Vivek Tiwari, CEO & Founder, Medikabazaar talks about digital healthcare and its role in the growth of the sector
Before the pandemic, the digital transformation of healthcare had already begun, but the pace was steady but slow. Five years ago, projections had indicated that 40% of IoT-related technology would be health-related by 2020. Driven by artificial intelligence and machine learning, innovation in digital health technologies was increasingly taking place, but a major impact on delivery of care was yet to be visible. The pandemic changed the playing field and forced a substantial change in the delivery of care. Aspects such as EHR (electronic health records), virtual doctor consultations, mobile health, wearable technology, and digital therapeutics all came together to reshape healthcare practice and delivery.
Upswing in adoption of digital health
The adoption of digital health was a global phenomenon as it enabled access to care when there was a restriction of access to doctors due to the lockdown. The US saw a rise in telehealth from 11% in a pre-pandemic 2019 to 46% in the post-pandemic period. Closer home, the lockdown was announced in March 2020 and the months following saw a drastic drop in physical appointments, going down by 32% in the period until Nov 2020. However, online consultations jumped hugely by 300%. Another key insight was the increase in percentage of users from non-metros from 25% to 40%.
But the switch to digital was not restricted to teleconsultations. Other aspects of digital offerings enabled platforms ensuring continuity of care for patients with chronic diseases such as diabetes and hypertension also took centre stage. And this acceptance of digital health tech is only going to increase. Consumers are today more accepting of and becoming comfortable of healthcare apps including medical, wellness and fitness apps that have access to personal health data.
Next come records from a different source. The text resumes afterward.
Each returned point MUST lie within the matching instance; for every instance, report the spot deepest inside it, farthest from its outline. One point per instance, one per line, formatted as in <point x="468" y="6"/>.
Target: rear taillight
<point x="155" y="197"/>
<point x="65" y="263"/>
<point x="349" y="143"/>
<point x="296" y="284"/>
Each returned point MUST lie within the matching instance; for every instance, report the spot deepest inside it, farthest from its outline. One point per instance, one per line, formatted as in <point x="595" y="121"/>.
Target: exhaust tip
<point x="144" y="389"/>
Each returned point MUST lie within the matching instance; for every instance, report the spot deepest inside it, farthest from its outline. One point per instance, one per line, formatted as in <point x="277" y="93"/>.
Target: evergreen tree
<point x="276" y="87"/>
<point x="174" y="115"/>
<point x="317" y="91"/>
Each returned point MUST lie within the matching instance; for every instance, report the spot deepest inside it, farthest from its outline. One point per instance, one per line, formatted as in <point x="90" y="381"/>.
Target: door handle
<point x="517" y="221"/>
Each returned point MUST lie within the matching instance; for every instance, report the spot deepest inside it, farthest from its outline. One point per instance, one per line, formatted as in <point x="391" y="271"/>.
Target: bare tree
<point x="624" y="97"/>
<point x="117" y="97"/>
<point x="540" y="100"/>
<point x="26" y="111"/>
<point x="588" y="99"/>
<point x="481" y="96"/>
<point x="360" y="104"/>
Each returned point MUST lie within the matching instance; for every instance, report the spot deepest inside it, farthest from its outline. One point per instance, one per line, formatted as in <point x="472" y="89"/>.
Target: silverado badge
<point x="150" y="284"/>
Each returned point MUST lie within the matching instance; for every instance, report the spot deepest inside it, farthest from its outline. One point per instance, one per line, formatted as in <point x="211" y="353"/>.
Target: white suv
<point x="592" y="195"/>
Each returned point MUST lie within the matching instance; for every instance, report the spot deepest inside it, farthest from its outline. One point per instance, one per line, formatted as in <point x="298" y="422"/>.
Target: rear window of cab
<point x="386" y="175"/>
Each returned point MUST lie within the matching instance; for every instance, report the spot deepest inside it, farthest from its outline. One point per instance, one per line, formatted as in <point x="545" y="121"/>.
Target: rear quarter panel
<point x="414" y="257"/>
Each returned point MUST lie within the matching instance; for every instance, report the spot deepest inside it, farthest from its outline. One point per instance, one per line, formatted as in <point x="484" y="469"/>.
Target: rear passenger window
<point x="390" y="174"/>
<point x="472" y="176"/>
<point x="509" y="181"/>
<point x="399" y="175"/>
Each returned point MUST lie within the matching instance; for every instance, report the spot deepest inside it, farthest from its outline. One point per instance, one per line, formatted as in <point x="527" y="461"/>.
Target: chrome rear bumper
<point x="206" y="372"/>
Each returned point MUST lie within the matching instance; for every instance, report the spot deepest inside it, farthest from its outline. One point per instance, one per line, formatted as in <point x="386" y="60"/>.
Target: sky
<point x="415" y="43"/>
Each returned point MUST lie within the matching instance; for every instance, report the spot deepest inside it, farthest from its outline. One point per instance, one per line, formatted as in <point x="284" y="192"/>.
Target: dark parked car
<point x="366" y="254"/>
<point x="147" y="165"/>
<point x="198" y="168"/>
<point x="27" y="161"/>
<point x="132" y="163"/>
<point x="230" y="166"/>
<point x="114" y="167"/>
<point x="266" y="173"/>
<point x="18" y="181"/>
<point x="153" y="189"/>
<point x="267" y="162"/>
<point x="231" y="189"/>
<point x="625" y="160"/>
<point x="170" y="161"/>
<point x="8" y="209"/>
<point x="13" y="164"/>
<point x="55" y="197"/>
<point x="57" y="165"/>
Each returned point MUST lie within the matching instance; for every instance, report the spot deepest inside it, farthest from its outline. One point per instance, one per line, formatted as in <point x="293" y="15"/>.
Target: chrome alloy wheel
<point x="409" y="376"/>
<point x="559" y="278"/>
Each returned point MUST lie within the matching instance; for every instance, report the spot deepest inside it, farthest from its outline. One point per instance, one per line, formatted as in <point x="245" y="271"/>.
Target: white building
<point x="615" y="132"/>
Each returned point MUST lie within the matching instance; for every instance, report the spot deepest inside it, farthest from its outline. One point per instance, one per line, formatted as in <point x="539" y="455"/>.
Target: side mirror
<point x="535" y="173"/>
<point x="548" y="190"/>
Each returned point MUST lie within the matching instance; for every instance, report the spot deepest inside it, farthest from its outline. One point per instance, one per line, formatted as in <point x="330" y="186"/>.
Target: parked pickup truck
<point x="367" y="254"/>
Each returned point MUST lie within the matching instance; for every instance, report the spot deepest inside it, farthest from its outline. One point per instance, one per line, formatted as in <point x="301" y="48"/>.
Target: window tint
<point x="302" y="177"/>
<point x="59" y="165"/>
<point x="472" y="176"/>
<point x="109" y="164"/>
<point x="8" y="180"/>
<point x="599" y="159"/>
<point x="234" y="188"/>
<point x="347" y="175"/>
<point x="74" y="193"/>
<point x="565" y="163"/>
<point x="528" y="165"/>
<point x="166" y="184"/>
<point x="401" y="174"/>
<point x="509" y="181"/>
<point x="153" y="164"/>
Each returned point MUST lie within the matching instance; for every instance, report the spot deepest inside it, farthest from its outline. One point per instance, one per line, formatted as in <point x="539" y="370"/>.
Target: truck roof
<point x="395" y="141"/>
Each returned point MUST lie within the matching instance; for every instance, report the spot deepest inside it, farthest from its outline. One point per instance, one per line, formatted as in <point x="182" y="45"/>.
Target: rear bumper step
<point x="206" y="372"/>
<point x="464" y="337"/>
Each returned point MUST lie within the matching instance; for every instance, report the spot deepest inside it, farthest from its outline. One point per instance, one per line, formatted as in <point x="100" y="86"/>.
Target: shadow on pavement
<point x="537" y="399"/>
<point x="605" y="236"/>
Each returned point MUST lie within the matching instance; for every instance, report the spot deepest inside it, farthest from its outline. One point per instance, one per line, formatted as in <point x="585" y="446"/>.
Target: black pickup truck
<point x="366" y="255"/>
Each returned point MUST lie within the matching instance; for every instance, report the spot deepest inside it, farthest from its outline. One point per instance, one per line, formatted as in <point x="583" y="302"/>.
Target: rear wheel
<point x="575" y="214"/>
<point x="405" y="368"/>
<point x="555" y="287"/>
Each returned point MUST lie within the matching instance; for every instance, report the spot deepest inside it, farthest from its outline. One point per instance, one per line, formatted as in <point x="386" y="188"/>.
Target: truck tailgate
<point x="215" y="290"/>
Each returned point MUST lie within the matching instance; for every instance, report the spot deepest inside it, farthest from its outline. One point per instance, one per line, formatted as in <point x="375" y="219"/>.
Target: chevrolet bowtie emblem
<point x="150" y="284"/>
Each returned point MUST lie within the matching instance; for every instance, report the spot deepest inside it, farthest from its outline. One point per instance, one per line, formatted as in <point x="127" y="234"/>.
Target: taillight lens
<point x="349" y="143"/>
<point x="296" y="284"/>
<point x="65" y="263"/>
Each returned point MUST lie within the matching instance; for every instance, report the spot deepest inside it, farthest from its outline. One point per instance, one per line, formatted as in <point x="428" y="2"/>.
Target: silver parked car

Connected devices provide healthcare professionals vital medical data in real time for a more accurate assessment of an individual’s health.
WHO’s Global Strategy on Digital Health 2020-2025 recognizes that financial, organizational, human and technological resources need to be integrated for digital healthcare to promote health and wellbeing. This will lead to a wider adoption of smart devices across India given the robust digital infrastructure and low cost of data. The savings that digital health brings will also contribute to its growth. Digital health AI has the potential to save $150 billion annually in just the US healthcare economy by 2026.
Challenges going forward
For a smooth path to digital health, there is a need to understand the challenges that may arise. Upskilling of healthcare professionals is necessary to ensure wider adoption and normalisation of use of digital health.
Digital technologies need to deliver not just affordable but easy-to-use healthcare solutions to a growing and aging population. This segment is slow to adopt to new technologies as compared to the younger and general populace. Broad-reaching educational initiatives can help in supporting this segment.
Regulatory factors and uncertainties surrounding digital health policies and legislation impact investment in digital health. The Indian government, however, has been very supportive with policies to facilitate investment and adoption of a digital health ecosystem and also addressing the challenges of data usage, data storage, privacy and informed consent.
One aspect to be careful about is the blurring of boundaries between medical and non-medical devices as the number of apps and technologies developed for a consumer market continues to grow. For deployment in clinical settings, the next generation of AI-based digital health tech needs to be transparent, understandable, inclusive and fair to deliver improved healthcare solutions for all.
Digital Health is the future
This is just the beginning! With technology powered by AI and ML enabling integration of health data across platforms, digital health will ensure a seamless delivery of care, adding value to the health economy and a long-term positive impact on the growth and development of the healthcare sector.